Financing for poor nations:
“Developed countries shall provide adequate, predictable and sustainable financial resources, technology and capacity-building to support the implementation of adaptation action in developing countries.”
The text mentions the least developed countries, small island developing states and countries in Africa as particularly vulnerable and in need of help.
“Developed countries set a goal of mobilising jointly $100bn a year by 2020 to address the needs of developing countries. The funds will come from a wide variety of sources, public and private, bilateral and multilateral.”
An annex carries the following short-term financing pledges from developed countries for 2010-2012:
European Union – $10.6bn
Japan – $11bn
United States – $3.6bn
The accord “recognises the importance of reducing emission from deforestation and forest degradation and the need to enhance removals or greenhouse gas emission by forests”, and agrees to provide “positive incentives” to fund such action with financial resources from the developed world.
Mentioned, but not in detail.
The accord says: “We decide to pursue various approaches, including opportunities to use markets to enhance the cost-effectiveness of and to promote mitigations actions.”

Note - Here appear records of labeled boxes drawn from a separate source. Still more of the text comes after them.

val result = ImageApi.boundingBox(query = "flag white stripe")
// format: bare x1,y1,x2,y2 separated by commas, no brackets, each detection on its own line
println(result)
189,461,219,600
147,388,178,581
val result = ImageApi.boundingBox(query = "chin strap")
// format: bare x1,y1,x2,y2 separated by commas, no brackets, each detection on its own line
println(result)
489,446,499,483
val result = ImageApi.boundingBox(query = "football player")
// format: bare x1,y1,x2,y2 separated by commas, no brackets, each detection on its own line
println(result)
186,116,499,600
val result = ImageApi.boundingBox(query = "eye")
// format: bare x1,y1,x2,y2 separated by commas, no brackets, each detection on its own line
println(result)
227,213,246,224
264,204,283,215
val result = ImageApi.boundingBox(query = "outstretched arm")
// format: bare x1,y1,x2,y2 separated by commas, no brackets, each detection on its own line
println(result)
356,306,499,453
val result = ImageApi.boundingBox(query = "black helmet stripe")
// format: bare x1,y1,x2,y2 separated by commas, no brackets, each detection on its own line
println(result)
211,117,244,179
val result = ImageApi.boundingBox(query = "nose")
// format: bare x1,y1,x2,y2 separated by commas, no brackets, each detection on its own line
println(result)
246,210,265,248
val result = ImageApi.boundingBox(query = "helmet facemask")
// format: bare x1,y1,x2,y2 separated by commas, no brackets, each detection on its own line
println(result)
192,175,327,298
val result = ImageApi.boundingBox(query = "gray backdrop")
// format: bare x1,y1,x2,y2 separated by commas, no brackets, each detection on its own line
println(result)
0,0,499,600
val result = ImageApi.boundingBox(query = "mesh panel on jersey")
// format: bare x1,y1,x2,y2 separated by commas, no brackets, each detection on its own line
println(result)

A sticking point for a more comprehensive and binding deal, largely because China refused to accept international controls, the section on monitoring of developing nation pledges is one of the longest in the accord.
It says emerging economies must monitor their efforts and report the results to the United Nations every two years, with some international checks to meet transparency concerns but “to ensure that national sovereignty is respected”.